I

En descendant la côte d’Afrique, quand on a dépassé l’extrémité sud du Maroc, on suit pendant des jours et des nuits un interminable pays désolé.

C’est le Sahara, la « grande mer sans eau » que les Maures appellent aussi « Bled-el-Ateuch », le pays de la soif.

Ces plages du désert ont cinq cents lieues de long, sans un point de repère pour le navire qui passe, sans une plante, sans un vestige de vie.

Les solitudes défilent, avec une monotonie triste, les dunes mouvantes, les horizons indéfinis, – et la chaleur augmente d’intensité chaque jour.

Et puis enfin apparaît au-dessus des sables une vieille cité blanche, plantée de rares palmiers jaunes ; c’est Saint-Louis du Sénégal, la capitale de la Sénégambie.

Une église, une mosquée, une tour, des maisons à la mauresque. Tout cela semble dormir sous l’ardent soleil, comme ces villes portugaises qui fleurissaient jadis sur la côte du Congo, Saint-Paul et Saint-Philippe de Benguéla.

On s’approche, et on s’étonne de voir que cette ville n’est pas bâtie sur la plage, qu’elle n’a même pas de port, pas de communication avec l’extérieur ; la côte, basse et toujours droite, est inhospitalière comme celle du Sahara, et une éternelle ligne de brisants en défend l’abord aux navires.

On aperçoit aussi ce que l’on n’avait pas vu du large : d’immenses fourmilières humaines sur le rivage, des milliers et des milliers de cases de chaume, des huttes lilliputiennes aux toits pointus, où grouille une bizarre population nègre. Ce sont deux grandes villes yolofes, Guet-n’dar et N’dartoute, qui séparent Saint-Louis de la mer.

Si on s’arrête devant ce pays, on voit bientôt arriver de longues pirogues à éperon, à museau de poisson, à tournure de requin, montées par des hommes noirs qui rament debout. Ces piroguiers sont de grands hercules maigres, admirables de formes et de muscles, avec des faces de gorilles. En passant les brisants, ils ont chaviré dix fois pour le moins. Avec une persévérance nègre, une agilité et une force de clowns, dix fois de suite ils ont relevé leur pirogue et recommencé le passage ; la sueur et l’eau de mer ruissellent sur leur peau nue, pareille à de l’ébène verni.

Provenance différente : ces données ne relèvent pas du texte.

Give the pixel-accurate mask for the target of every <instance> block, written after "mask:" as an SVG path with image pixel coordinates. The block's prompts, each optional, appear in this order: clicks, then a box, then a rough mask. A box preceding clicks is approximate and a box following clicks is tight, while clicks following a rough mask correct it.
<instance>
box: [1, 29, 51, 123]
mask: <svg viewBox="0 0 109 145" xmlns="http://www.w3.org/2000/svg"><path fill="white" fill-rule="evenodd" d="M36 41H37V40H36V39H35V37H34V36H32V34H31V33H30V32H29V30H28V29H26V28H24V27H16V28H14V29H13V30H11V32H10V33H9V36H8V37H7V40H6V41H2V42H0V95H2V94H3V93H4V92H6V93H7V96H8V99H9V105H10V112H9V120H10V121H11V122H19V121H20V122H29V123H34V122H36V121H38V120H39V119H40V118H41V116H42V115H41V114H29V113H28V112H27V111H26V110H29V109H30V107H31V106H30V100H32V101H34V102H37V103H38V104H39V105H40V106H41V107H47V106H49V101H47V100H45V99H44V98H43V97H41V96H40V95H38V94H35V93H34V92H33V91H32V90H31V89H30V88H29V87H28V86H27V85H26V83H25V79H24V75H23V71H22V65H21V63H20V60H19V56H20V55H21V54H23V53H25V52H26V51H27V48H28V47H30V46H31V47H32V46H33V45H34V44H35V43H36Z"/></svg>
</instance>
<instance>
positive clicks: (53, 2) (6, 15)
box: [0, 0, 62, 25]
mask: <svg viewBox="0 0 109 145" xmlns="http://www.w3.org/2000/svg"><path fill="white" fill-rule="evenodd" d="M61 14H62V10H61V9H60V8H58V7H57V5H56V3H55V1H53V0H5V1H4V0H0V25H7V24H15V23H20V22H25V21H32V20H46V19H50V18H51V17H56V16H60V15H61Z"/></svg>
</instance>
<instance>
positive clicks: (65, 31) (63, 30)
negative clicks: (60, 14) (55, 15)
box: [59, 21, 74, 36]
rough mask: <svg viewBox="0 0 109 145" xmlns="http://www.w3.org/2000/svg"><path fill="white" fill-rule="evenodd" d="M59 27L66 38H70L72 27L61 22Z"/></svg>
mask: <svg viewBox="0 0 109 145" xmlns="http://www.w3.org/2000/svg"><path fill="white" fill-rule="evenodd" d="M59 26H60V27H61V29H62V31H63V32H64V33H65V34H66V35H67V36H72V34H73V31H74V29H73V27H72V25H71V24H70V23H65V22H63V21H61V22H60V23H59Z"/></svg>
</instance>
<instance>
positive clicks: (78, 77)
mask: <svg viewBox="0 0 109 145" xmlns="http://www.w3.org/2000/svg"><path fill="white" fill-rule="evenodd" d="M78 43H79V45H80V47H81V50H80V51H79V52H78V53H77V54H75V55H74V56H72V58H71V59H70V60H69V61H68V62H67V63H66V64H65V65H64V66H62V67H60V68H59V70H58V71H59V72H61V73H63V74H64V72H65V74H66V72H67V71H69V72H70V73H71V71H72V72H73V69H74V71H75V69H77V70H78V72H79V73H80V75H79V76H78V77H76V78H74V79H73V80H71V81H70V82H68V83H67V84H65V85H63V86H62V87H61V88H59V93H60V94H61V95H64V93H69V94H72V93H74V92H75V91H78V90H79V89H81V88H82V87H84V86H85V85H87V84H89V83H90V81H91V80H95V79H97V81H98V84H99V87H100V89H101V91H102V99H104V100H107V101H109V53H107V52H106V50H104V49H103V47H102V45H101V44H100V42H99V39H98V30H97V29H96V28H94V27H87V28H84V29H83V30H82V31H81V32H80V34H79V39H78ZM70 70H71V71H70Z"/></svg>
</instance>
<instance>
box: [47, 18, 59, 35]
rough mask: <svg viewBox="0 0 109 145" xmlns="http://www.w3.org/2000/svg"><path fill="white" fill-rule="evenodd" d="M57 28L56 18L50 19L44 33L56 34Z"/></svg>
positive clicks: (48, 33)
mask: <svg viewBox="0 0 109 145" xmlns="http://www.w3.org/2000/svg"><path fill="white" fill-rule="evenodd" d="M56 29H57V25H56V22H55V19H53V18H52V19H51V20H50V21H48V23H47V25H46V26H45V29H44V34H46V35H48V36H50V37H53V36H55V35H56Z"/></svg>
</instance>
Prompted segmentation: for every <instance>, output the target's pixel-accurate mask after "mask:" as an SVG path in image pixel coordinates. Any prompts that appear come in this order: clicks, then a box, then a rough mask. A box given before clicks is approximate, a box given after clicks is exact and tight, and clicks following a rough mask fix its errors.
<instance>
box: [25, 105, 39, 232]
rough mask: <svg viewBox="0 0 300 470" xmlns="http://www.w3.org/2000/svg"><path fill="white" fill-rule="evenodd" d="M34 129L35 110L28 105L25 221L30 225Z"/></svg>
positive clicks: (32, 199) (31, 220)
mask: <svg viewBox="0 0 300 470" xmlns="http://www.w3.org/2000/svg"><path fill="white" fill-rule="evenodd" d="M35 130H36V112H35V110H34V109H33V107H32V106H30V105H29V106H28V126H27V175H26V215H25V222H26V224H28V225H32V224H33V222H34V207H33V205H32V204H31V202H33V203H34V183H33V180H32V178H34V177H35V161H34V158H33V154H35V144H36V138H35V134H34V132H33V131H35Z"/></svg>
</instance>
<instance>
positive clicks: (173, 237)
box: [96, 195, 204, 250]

Ils sont arrivés, cependant, et sourient d’un air de triomphe, en montrant de magnifiques râteliers blancs.

Leur costume se compose d’une amulette et d’un collier de verre ; leur chargement, d’une boîte de plomb soigneusement fermée : la boîte aux lettres.

C’est là que se trouvent les ordres du gouverneur pour le navire qui arrive ; c’est là que se mettent les papiers à l’adresse des gens de la colonie.

Lorsqu’on est pressé, on peut sans crainte se confier aux mains de ces hommes, certain d’être repêché toujours avec le plus grand soin, et finalement déposé sur la grève.

Mais il est plus confortable de poursuivre sa route vers le sud, jusqu’à l’embouchure du Sénégal, où des bateaux plats viennent vous prendre, et vous mènent tranquillement à Saint-Louis par le fleuve.

Cet isolement de la mer est pour ce pays une grande cause de stagnation et de tristesse ; Saint-Louis ne peut servir de point de relâche aux paquebots ni aux navires marchands qui descendent dans l’autre hémisphère. On y vient quand on est forcé d’y venir ; mais jamais personne n’y passe, et il semble qu’on s’y sente prisonnier, et absolument séparé du reste du monde.